According to the Clarin, a Buenos Aires morning newspaper, “In the world some 33 million legal abortions take place annually, and if all the illegal abortions are added to this, the total would come to be between 40 million and 60 million.” “Seventy-six percent of the world’s population lives in countries where induced abortion is legal.” The numerous lives that were helplessly and haplessly taken by abortion is could outnumber Argentina’s population and could outscore population of a country such as that of Britain, Egypt, France, Italy, South Africa, or Turkey annually. Furthermore it is comparable to the number of victims of the entire six years of the World War II, which is estimated to be about 50 million people.
Over a million teenage girls become pregnant each year in the United States alone. These cases of unwanted pregnancy, results in much unnecessary suffering and anguish. Most of these youths, feel sorry for their course of conduct and want to iron out kinks they have created in their very young lives. Locking horns with the scary prospect of bearing a baby out of wedlock, some would opt to choose abortion as an easy solution to their problems. Alas, every year nearly half-a-million pregnant girls in the United States, chooses abortion to lick their problems. But is this the best solution to prevent an unwanted pregnancy?
A young woman is expected to have an innate natural feeling for the child developing in her womb her, but she is bound to face worries and apprehension. The concern of meeting both ends meet and the worries that one may not be carry out the responsibilities of becoming a single parent are also common reasons why many opts for an abortion. Pressure from others, particularly from a boyfriend, might induce the unwanted and inhumane abortion.
In many people from developed nations abortion is considered safer than childbearing for a pregnant adolescent. All things measured, as abortion may seem desirable. However, the facts would reveal that most of those who choose abortion have regretted getting aborted later. One woman says: “I had an abortion at the age of 20. Now I’m 34, and it’s hard for me to deal with what I did. I wanted my baby, but my boyfriend didn’t. I’m still experiencing emotional trauma; the pain is with you for the rest of your life.”
Instead of an instant escape from the responsibilities of early childbearing, abortion, nonetheless, might trigger and create more intricate problems that could make things worst. Some of those young women which gone through the knife of extinguishing the life out of their future child suffered from depression and had to go through clinic to be treated. Some would even want to commit suicide.
Anyone facing unwanted pregnancy out of wedlock should not create a foolish decision. Things might look bleak and not well, it is not yet the end of the world. But such ones surely need support, understanding and witty guidance.

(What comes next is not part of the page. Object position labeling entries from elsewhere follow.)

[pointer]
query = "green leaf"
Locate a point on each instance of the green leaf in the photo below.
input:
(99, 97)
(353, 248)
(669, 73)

Getting the much needed support from family members is indeed vital for those who were gotten into early pregnancy. The problem is already there and should be tackled with sheer courage and with unwavering willingness to bear the baby, no matter what is the cost is, disregarding what other people might say. Words from uncaring people can be very hurtful but they cannot kill, at the end of the day it is the decision of a young parent to be will prevail, and choosing not to abort, will always be a smart, mature and responsible move.

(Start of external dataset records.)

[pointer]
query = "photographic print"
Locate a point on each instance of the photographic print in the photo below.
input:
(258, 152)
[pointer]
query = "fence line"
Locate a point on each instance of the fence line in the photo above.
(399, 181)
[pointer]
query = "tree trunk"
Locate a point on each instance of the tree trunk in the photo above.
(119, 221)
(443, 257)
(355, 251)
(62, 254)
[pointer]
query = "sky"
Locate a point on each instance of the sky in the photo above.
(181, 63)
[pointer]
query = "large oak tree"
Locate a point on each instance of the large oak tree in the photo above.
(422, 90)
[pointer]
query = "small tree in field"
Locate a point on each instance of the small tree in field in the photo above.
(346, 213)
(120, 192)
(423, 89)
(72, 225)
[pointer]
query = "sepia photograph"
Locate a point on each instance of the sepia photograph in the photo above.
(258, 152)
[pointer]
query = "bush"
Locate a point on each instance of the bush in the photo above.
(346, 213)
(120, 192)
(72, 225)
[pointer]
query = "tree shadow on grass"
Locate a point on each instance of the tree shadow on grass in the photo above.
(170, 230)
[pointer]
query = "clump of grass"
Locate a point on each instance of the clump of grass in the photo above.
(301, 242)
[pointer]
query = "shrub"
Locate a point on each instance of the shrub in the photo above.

A teenager mother named Natisa quotes: “Five years ago I was sitting in an abortion clinic, waiting my turn. Instead of taking my turn, I thought twice and walked out of the clinic. I now have a wonderful four-year-old son, another baby on the way, and am married to a loving father.”
Several unwed mothers have elected to relinquish their rights to rear their babies for adoption, feeling that they couldn’t give the best to the baby. Adoption could be far better than putting an end to a child’s life, but our Divine Creator God does hold a parent liable to give her best in rearing her offspring. Furthermore, it would be better for an unwed mother to raise the child herself.
The task of raising a newborn baby could indeed change lifestyle instantly and could be difficult and burdensome. Nonetheless, the Scriptures give sensible counsel that can assist these young people face harsh challenges. Regretful unwed mothers will indeed given Divine Providence and hope to pull through from spiritual help based firmly on God’s Word. Sure enough, with the much needed tender loving support and appropriate guidance, light will soon be seen at the end of the tunnel. Abortion is certainly not the answer!